Odszczekuję złe słowa o taksówkarzach

Jola poszła na jakieś studia podyplomowe. Ja też tam chodzę, więc pewno jestem studentem, bo wszyscy albo prowadzą zajęcia, albo są studentami. Oczywiście poza mną na całej uczelni nie ma żadnego pieska studenta. Prawdę mówiąc (nie wiem, czy się tym chwalił), mój kolega z pracy Bryś – znany Wam bloger też jest studentem, ale gdzie indziej.

Może jeszcze kiedyś napiszę o tym studiowaniu, a teraz chciałbym Wam opowiedzieć o naszych dojazdach do szkoły: po przejechaniu dość dużej odległości: autobusem, tramwajem i metrem próbujemy wejść w osiedlową uliczkę, następnie rozpoczynamy krążenie po rondzie i jeśli uda nam się znaleźć bramę uczelni, to pomykamy między jadącymi i stojącymi samochodami – generalnie kręcimy się po parkingu.

Jola w wiele różnych miejsc dociera sama, ma się rozumieć z moją pomocą. Jednak nie chce się jej inwestować naszej energii w poranne szukanie szkoły, bo później czeka nas ogromna ilość zajęć. W związku z tym postanowiła zadzwonić po taksówkę. Miała wielkie opory, bo czasem spotykają nas nieprzyjemności i nie wiedziała, gdzie szukać miłego taksówkarza. Okazało się, że szuka daleko, a najlepszy kontakt znajduje się w jej komórce. Taksówkarzem okazał się Pan, który wiózł kiedyś Jolę z Redem – moim poprzednikiem i Joli jechało się tak dobrze, że poprosiła o nr telefonu.

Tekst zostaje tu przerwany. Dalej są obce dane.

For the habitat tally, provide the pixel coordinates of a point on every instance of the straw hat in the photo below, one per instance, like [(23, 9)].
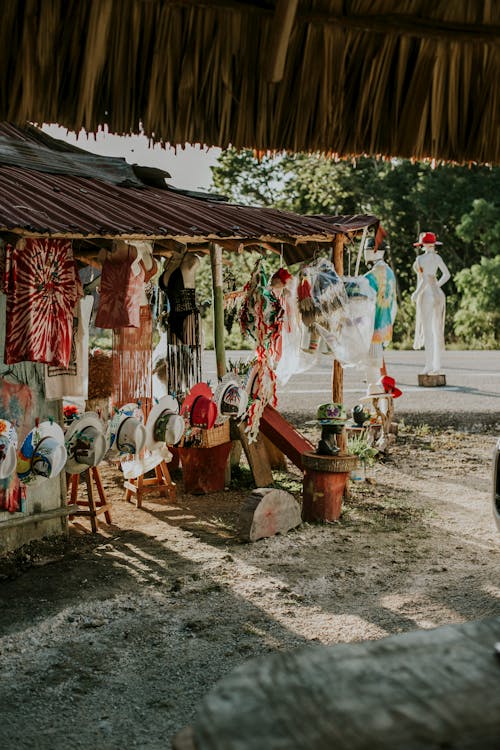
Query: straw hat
[(126, 431), (42, 455), (85, 443), (8, 448), (330, 413), (199, 407), (426, 238), (230, 397), (164, 424)]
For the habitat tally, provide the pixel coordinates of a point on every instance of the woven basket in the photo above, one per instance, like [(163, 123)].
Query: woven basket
[(216, 436)]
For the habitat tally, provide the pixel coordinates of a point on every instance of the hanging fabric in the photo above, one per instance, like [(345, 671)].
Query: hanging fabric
[(261, 318), (16, 403), (42, 287), (121, 288), (182, 358), (73, 380), (132, 363)]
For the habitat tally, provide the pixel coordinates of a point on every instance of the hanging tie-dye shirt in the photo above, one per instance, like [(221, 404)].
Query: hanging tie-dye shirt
[(381, 278), (42, 288)]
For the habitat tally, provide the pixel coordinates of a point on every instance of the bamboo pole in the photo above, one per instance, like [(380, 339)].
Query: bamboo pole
[(338, 372), (218, 293)]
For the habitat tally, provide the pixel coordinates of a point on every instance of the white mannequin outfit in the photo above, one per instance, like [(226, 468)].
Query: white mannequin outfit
[(430, 303)]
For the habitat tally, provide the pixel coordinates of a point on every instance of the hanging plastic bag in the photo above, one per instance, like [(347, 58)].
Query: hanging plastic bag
[(351, 341), (295, 337)]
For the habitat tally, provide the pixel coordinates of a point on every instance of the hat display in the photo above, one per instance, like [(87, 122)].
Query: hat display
[(42, 455), (426, 238), (164, 424), (126, 431), (199, 408), (85, 443), (230, 397), (330, 413), (8, 448)]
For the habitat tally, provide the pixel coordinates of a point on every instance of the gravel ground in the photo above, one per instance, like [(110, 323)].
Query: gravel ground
[(110, 641)]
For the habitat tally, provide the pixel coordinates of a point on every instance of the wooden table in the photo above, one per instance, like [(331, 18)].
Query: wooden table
[(428, 689)]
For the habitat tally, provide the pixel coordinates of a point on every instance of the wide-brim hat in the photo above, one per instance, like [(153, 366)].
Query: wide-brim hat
[(85, 443), (230, 397), (389, 385), (199, 407), (131, 436), (426, 238), (8, 448), (135, 437), (42, 455), (330, 413), (160, 426)]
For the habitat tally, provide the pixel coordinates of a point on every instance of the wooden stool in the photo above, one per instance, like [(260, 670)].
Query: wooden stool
[(161, 483), (89, 507)]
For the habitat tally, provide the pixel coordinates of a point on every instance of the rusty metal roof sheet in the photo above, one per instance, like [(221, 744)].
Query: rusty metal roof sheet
[(63, 205)]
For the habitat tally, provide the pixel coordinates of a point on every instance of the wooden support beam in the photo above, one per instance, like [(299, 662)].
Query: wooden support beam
[(283, 20), (220, 353), (338, 372)]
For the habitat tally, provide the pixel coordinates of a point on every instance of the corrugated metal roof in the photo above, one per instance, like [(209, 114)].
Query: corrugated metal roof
[(31, 156), (62, 205)]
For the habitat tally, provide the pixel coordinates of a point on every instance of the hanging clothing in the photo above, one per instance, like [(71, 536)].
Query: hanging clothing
[(184, 340), (382, 279), (73, 381), (121, 293), (42, 287), (16, 403)]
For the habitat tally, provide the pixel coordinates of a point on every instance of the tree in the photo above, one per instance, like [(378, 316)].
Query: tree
[(408, 197)]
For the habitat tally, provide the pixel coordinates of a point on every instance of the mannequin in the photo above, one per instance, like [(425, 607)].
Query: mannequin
[(430, 302), (382, 279)]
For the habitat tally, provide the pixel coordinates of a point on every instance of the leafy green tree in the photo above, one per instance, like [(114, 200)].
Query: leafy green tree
[(477, 320), (407, 197)]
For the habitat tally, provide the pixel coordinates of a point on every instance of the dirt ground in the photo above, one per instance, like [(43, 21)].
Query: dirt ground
[(111, 640)]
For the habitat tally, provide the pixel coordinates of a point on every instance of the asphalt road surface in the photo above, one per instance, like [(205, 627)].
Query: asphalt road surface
[(470, 400)]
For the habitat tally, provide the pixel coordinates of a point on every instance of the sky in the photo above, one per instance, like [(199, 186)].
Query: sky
[(189, 166)]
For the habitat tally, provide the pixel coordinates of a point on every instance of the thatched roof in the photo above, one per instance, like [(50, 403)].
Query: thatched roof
[(410, 78)]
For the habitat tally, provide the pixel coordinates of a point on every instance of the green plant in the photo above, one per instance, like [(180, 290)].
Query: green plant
[(360, 447)]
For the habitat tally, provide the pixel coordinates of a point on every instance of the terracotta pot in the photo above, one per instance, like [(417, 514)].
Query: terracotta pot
[(204, 469)]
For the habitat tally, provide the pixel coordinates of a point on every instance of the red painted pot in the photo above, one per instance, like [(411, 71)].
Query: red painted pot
[(204, 469), (322, 495)]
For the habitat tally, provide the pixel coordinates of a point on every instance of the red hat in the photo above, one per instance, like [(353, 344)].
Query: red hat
[(426, 238), (203, 413), (200, 407), (389, 385)]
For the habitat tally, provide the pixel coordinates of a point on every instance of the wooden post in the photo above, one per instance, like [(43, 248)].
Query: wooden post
[(216, 261), (338, 372)]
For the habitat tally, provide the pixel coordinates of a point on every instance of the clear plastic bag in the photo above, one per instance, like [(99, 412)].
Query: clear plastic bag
[(349, 335)]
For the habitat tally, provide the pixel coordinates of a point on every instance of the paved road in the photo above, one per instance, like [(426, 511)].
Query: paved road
[(470, 400)]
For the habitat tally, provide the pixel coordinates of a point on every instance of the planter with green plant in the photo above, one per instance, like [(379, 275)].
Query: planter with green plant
[(366, 452)]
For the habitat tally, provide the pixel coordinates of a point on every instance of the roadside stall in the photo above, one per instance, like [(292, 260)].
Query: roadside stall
[(63, 211)]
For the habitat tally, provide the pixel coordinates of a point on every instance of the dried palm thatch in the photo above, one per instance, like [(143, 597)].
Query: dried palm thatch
[(410, 78)]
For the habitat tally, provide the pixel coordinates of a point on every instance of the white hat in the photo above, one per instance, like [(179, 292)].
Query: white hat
[(42, 455), (126, 431), (164, 425), (8, 448), (231, 397), (85, 443)]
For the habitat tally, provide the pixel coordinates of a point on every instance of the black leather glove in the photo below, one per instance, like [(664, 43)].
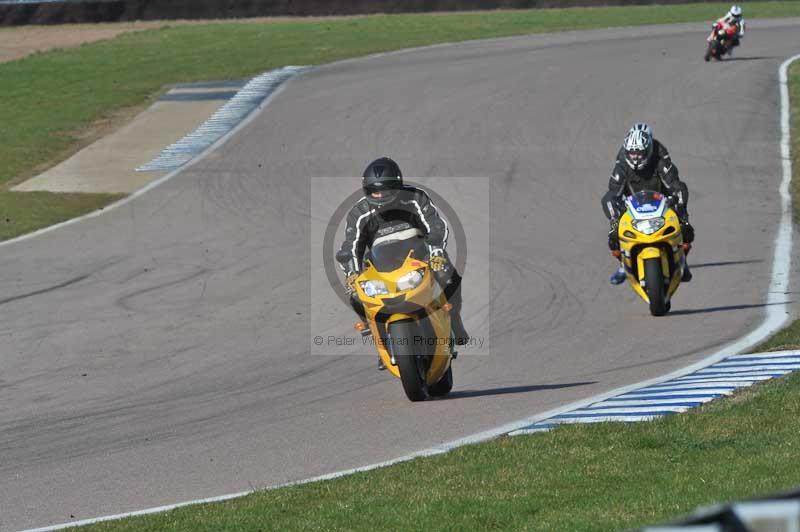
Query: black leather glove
[(688, 232)]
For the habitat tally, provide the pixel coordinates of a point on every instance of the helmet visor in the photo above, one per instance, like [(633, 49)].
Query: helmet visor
[(380, 197), (637, 157)]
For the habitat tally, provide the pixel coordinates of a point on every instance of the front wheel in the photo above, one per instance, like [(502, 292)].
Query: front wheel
[(411, 366), (444, 385), (654, 283)]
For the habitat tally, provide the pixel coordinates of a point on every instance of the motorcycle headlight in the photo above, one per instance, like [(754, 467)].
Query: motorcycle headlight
[(410, 280), (650, 226), (374, 288)]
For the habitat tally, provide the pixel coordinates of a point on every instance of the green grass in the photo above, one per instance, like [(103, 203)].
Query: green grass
[(50, 99), (601, 477), (24, 212)]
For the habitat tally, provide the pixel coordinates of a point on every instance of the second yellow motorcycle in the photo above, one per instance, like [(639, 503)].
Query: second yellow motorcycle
[(652, 249)]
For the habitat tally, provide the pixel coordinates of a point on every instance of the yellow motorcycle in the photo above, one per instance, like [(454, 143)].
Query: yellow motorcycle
[(652, 249), (407, 312)]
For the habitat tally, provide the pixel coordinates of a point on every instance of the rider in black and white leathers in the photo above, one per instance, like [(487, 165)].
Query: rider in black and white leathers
[(643, 163), (659, 174), (413, 205), (387, 202)]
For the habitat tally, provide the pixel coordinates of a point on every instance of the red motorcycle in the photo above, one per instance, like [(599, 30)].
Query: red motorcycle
[(720, 41)]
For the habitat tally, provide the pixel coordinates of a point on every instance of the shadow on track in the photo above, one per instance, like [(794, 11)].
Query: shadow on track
[(514, 389), (723, 263), (721, 309)]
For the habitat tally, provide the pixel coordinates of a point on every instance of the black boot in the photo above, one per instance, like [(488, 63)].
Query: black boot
[(459, 332), (687, 275)]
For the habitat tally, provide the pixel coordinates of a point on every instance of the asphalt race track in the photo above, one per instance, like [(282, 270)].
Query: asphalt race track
[(161, 352)]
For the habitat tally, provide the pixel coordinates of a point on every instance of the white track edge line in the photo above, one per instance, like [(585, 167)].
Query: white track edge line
[(776, 317), (153, 184)]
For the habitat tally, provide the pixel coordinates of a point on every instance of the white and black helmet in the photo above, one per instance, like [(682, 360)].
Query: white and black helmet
[(638, 145)]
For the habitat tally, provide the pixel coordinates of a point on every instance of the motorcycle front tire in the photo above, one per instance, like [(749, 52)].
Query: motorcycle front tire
[(412, 371), (654, 283), (709, 50)]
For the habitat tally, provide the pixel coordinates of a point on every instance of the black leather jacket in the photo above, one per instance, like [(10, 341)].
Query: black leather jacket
[(365, 222), (660, 174)]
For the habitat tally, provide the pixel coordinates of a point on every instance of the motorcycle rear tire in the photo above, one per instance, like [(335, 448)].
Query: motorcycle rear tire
[(412, 372), (654, 281), (444, 385)]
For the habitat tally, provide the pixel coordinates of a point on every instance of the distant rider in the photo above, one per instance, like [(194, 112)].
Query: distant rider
[(386, 201), (732, 19), (643, 163)]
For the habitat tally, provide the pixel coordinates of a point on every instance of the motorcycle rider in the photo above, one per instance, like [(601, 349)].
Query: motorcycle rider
[(733, 18), (643, 163), (386, 201)]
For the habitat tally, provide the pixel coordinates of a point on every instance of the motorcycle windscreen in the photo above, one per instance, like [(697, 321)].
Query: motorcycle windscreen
[(646, 204), (390, 255)]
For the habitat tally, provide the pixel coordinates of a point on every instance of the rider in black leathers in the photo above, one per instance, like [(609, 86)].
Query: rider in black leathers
[(386, 202), (643, 163)]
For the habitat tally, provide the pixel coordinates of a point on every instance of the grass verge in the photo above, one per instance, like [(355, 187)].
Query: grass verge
[(53, 102), (606, 476)]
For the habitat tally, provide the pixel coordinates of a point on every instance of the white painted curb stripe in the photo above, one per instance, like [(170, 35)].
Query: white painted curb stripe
[(777, 311)]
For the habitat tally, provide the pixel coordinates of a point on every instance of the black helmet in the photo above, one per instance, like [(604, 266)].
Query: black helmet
[(382, 182)]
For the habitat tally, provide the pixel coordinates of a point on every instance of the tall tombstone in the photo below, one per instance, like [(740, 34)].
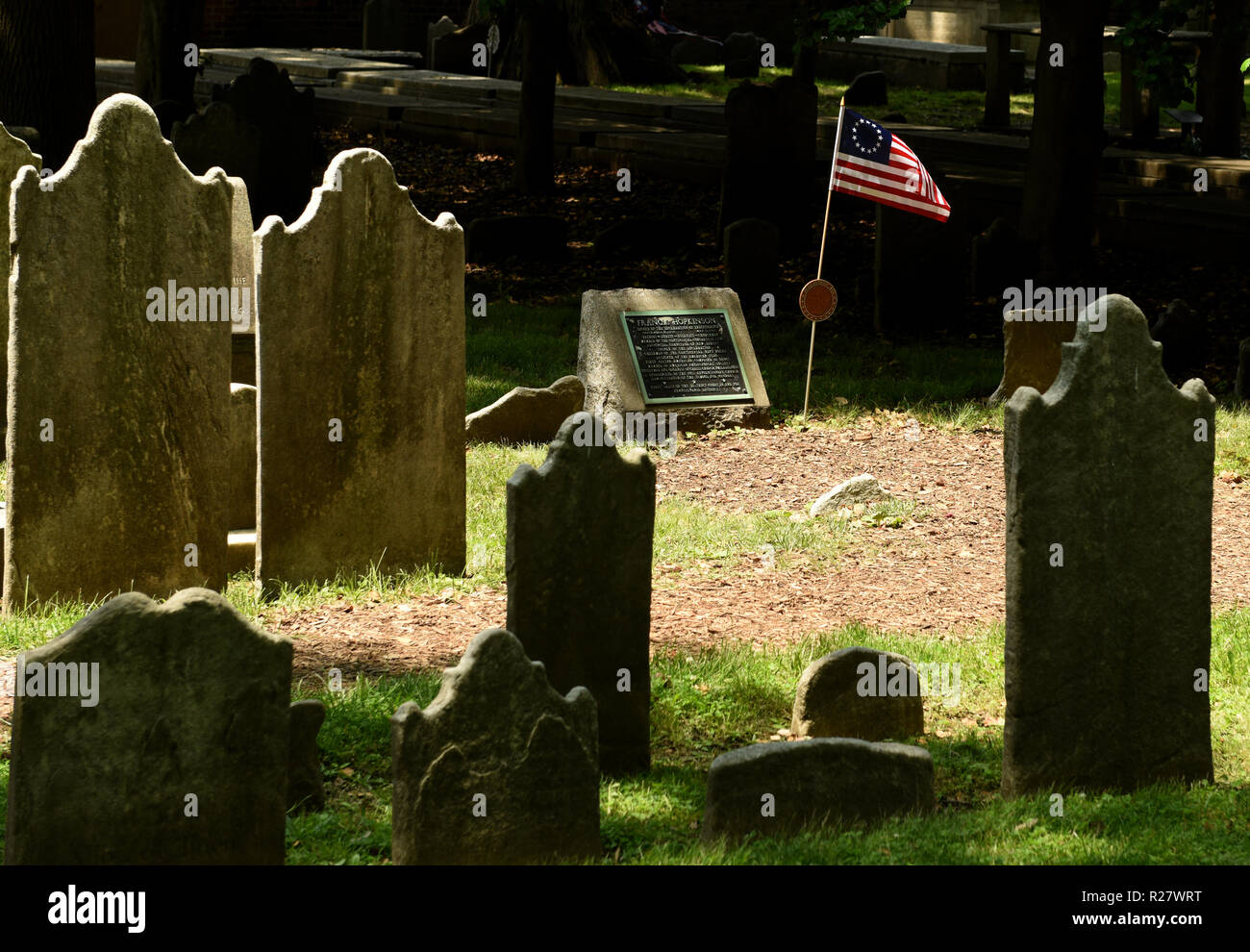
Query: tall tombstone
[(119, 368), (361, 381), (151, 734), (1108, 567), (13, 154), (499, 768), (579, 579)]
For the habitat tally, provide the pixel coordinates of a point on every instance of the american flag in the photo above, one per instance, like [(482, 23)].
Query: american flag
[(874, 163)]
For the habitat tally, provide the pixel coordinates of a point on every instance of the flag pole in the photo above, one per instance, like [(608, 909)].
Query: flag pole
[(824, 234)]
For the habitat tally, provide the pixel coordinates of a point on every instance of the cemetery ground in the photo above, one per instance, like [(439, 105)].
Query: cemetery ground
[(745, 595)]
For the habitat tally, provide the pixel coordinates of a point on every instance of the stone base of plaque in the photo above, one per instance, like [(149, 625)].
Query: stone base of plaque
[(607, 363)]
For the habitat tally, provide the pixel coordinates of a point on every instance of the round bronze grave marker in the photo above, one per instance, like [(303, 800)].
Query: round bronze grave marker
[(817, 300)]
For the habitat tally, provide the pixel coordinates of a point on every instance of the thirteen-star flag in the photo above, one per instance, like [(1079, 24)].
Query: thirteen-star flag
[(875, 163)]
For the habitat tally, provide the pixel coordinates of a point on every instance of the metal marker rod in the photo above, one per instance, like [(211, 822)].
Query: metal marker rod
[(820, 262)]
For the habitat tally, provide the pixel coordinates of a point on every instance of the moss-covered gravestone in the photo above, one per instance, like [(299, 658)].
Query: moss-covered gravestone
[(119, 368), (151, 734), (499, 768), (1108, 567), (361, 383), (579, 580)]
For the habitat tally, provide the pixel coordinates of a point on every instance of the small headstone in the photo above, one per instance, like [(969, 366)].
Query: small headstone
[(769, 160), (454, 51), (1183, 333), (362, 360), (523, 238), (499, 768), (859, 692), (178, 754), (751, 259), (579, 580), (130, 303), (13, 154), (867, 88), (782, 789), (242, 456), (605, 362), (434, 32), (270, 140), (1109, 567), (305, 789), (526, 414), (698, 51), (645, 238), (859, 489), (1032, 342), (242, 260)]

Na ostatni zjazd (podobnie, jak inni studenci) przyjechaliśmy sobie samochodem, a wracaliśmy już piechotą i komunikacją miejską.

Pan taksówkarz chyba naprawdę lubi zwierzęta, bo do mnie dobrze się odnosi. Bardzo mu dziękuję, choć pewno tu na stronę nie zajrzy, ale przecież w samochodzie nie będę mu dziękował, bo przestraszy się, że umiem mówićJ.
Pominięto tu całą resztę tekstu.